主人公の取り巻きである彼女やたまに特徴のある人間、それこそパン屋を始めた彼はパン屋と呼ばれたりしているが、日常の中で住人同士はお互いを呼び合う際、「あいつ」や「お前」などで成り立っていた。
「やぁ、意地悪なシンデレラの姉」
「おはようおじいさん、今日は顔色が良いわね」
噴水の前のベンチに座っている老人に声をかけられる。老人はこの時間帯にベンチで町を眺めているのが趣味であることを彼女は知っていた。
「おはよう、意地悪なシンデレラの姉!」
「おはよう僕ちゃん、今日はおつかいかしら?」
雑貨屋の近くで小さな男の子に声をかけられる。少年は手に持っていた荷物を振り回しながら頷くと元気よく走っていった。
町の中を歩くとシンデレラの姉はたまに声をかけられる。その誰もが彼女の事を「意地悪なシンデレラの姉」と呼んでいた。彼らには決して悪気はない。ただ淡々と彼女に与えられた役割の名前を呼んでいる、それだけのはずだった。
「……今日は一段とその呼び方がこたえるなぁ」
シンデレラの姉は歩く足を止めると空を見上げてぽつりとつぶやく。家を出た時にも自分に与えられた役割について考えてしまったせいか、「意地悪なシンデレラの姉」という名前と同等の価値を持つ役割を耳にすることが普段よりも辛かった。

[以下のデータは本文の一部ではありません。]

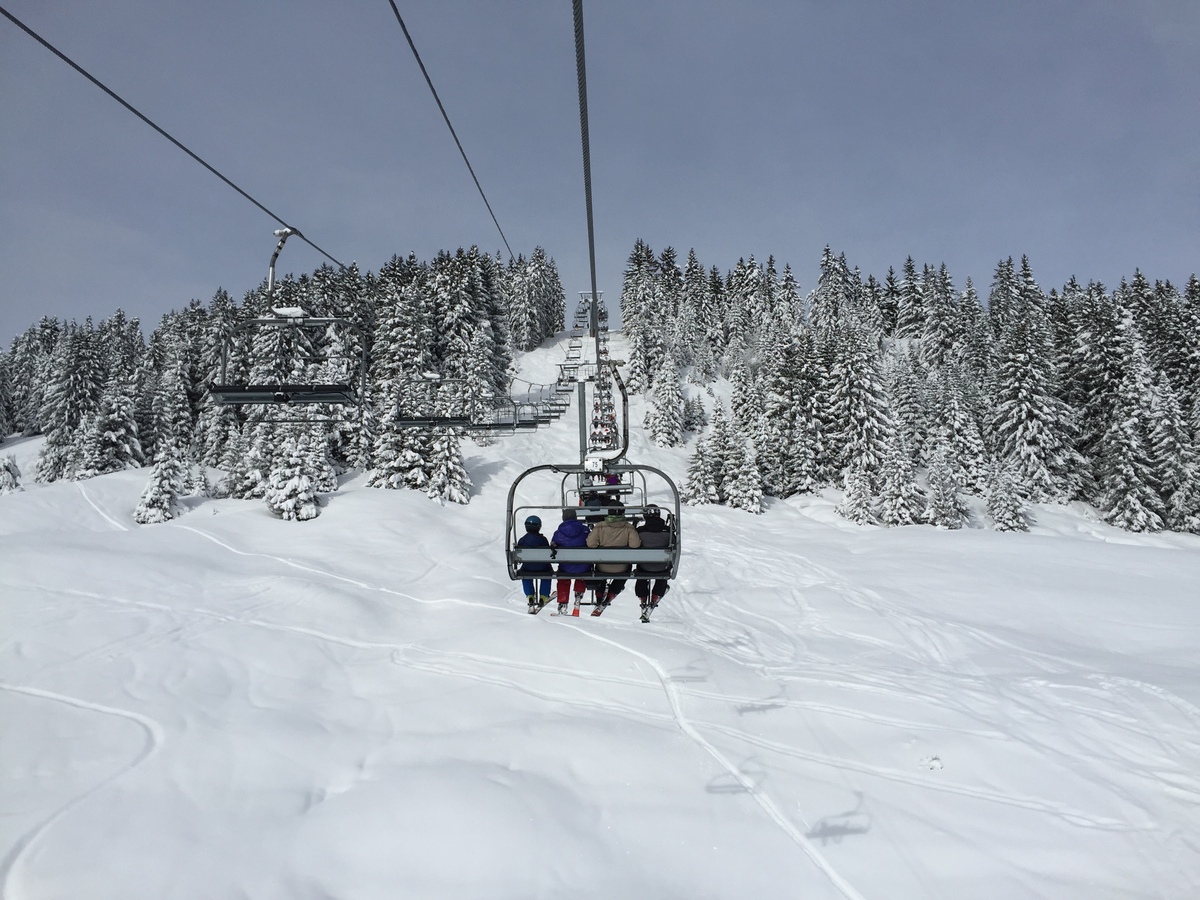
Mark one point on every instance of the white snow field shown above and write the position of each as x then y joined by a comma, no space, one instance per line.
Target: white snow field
358,707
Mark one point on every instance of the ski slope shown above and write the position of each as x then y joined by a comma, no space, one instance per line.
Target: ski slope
358,707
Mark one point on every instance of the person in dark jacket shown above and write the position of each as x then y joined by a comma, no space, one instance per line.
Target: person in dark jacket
654,534
534,538
573,533
615,532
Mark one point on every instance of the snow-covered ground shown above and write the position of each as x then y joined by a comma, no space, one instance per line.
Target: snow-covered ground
232,706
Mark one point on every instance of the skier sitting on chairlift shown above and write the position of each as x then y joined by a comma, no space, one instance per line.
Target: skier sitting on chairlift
654,534
613,532
534,538
573,533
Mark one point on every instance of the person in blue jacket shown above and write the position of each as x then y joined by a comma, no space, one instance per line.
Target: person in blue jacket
573,533
534,538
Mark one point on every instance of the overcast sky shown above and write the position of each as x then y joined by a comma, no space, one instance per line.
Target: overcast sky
948,130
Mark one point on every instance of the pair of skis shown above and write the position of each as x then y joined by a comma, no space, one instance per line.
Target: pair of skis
598,610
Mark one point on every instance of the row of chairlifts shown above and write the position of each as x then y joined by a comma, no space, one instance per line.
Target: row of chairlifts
603,479
293,327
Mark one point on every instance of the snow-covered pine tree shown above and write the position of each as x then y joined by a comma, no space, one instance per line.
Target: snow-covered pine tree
947,508
723,451
160,501
1005,504
72,394
10,475
113,443
911,307
664,419
744,487
899,499
1125,471
889,303
940,336
694,417
637,295
960,433
247,471
1031,429
859,402
448,479
289,492
857,501
701,485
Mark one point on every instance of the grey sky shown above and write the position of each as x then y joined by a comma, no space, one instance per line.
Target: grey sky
952,131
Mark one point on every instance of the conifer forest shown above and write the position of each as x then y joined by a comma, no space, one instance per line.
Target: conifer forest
907,393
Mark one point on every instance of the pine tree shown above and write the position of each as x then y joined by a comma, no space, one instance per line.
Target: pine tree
899,501
940,336
1005,504
701,486
859,402
694,417
10,475
289,492
113,442
1125,471
160,501
247,474
448,479
744,489
946,505
911,306
1031,427
665,419
71,395
856,503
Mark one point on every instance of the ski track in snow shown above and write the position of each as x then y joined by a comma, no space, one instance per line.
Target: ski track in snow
745,783
155,738
665,679
105,515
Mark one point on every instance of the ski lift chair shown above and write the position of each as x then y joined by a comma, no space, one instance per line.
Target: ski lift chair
649,487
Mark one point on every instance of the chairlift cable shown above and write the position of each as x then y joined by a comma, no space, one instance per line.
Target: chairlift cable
582,77
444,115
133,109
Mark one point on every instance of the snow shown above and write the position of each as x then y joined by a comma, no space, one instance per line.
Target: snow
358,706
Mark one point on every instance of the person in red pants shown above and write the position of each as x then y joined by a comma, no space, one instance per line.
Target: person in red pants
571,533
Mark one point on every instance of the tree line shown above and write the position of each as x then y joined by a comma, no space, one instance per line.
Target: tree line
107,399
911,393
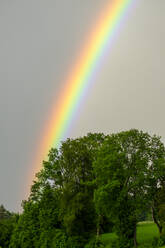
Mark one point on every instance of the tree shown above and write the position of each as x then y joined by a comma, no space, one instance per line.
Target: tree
122,171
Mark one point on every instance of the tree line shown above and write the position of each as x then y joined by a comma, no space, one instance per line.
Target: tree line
92,185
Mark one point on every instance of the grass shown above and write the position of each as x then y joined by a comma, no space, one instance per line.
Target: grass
146,231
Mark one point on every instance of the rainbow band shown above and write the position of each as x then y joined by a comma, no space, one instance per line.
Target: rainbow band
77,82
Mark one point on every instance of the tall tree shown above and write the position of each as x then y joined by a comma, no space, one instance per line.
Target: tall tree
122,171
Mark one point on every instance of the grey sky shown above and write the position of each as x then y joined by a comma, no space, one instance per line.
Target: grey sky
39,42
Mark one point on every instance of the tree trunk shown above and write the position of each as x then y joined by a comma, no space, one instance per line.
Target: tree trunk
135,238
155,220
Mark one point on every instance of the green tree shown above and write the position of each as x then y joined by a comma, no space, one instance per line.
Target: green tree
122,172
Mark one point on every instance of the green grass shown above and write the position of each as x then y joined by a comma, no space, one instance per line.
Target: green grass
146,231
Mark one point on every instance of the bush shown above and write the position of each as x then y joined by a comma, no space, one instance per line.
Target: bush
95,243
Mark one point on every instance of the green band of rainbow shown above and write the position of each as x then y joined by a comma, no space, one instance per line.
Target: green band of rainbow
79,78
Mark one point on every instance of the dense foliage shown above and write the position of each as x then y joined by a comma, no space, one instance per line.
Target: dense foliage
89,186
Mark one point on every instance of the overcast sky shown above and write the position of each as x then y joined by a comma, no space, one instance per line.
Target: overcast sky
39,43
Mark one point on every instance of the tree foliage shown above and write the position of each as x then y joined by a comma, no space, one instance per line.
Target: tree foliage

物語の主人公以外の人間にも存在価値はある、とシンデレラの姉自身も思っていた。
しかし、はたしてそれは誰の為にあるのだろうか……
「意地悪なシンデレラの姉」を含めた全ての住人はシンデレラという主人公を引き立てるための存在でしかないのでは……本当にこの与えられた役割を演じる意味はあるのだろうか……
「いけない、いけない、こういう時は気分を変えないとね」
シンデレラの姉はこれ以上深く考えないようにと首を振って町の中を歩き出した。
◇
「ふぅ、着いた」
町を東に抜けて更に少し傾斜のある丘を歩く。そこには大きな1本の樹が立っていた。この場所が今回の彼女の目的地だった。

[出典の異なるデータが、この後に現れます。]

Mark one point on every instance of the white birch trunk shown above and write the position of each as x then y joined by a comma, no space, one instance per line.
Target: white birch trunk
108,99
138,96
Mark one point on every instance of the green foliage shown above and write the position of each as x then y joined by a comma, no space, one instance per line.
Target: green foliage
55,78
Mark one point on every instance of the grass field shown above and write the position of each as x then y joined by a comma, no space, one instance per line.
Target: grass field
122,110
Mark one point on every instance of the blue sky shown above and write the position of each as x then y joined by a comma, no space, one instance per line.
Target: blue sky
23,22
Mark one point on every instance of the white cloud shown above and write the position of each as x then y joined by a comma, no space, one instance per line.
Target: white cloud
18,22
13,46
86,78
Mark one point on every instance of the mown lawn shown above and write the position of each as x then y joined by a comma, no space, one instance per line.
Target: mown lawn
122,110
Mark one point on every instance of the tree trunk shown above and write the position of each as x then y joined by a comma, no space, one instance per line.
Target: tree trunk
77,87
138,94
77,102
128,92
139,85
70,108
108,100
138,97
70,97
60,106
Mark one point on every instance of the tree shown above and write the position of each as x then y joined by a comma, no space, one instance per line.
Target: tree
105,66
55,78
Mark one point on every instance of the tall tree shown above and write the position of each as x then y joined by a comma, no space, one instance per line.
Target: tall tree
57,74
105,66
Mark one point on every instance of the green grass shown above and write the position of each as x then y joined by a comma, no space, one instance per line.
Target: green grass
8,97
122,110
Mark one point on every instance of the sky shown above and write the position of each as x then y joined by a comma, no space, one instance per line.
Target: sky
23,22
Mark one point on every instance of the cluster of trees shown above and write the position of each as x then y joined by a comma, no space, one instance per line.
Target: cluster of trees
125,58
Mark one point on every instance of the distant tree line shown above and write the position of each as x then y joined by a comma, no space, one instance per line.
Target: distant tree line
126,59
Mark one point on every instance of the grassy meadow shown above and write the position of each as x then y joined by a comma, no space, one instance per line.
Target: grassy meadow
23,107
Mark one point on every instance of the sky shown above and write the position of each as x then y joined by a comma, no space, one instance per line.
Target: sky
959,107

町の方角からさわやかな風が吹き抜けてくる。ここに来るまでに少し汗をかいた彼女にとってその風は気持ち良かった。
シンデレラの姉は一息つくと景色を見渡す。この場所からは町だけでなく、舞踏会が開かれるお城を含めたシンデレラの世界を一望することが出来る。
嫌な気分になった時、彼女はこの場所に来る事で気分を紛らわしていた。
町の住人たちはこの場所が世界を分かつ「境界線」に近いせいか怖くて近づこうとはしない。
一人になりたいときにはうってつけの場所でもあった。
世界は「境界線」とよばれる仕切りで区切られている。物語の住人が「境界線」を越えようとすると普段は体内にしまっている「頁」に記載されている文字や絵が燃え始め、やがて「頁」とともに体が焼失してしまう。その為、好き好んで境界線の近くに訪れる人間はいなかった。
世界に役割を与えられた人間は生まれた世界から別の世界へと移動することはできない。これもまた生まれた時から人々が知っている世界の理の一つだった。
「……『意地悪なシンデレラの姉』か」
考えないようにしたつもりでも「頁」に記された自身の役割がふいに浮かんできてしまい、つい口ずさんでしまう。
そもそも世界に与えられた役割を演じる必要があるのか。
当然役割に背けば燃えて焼失してしまう……だから死なない様に演じているのは間違いではない……はずである。
「転生すれば私もいつかは主役になれるのかな」
ぼそりとシンデレラの姉は呟く。
人々が頁に記載された役割を演じ切ろうとするのには死なない為でもあるが、それとは別に一つの言い伝えを信じているからでもあった。
世界に与えられた役割を演じきった生き物は次回の生が約束される。
役割を演じ切った人が生まれ変わるこの理論は人々から「転生論」と呼ばれていた。
言い伝えというあいまいな言葉で表現されている理由は絶対であるという確証が人々には無いからだった。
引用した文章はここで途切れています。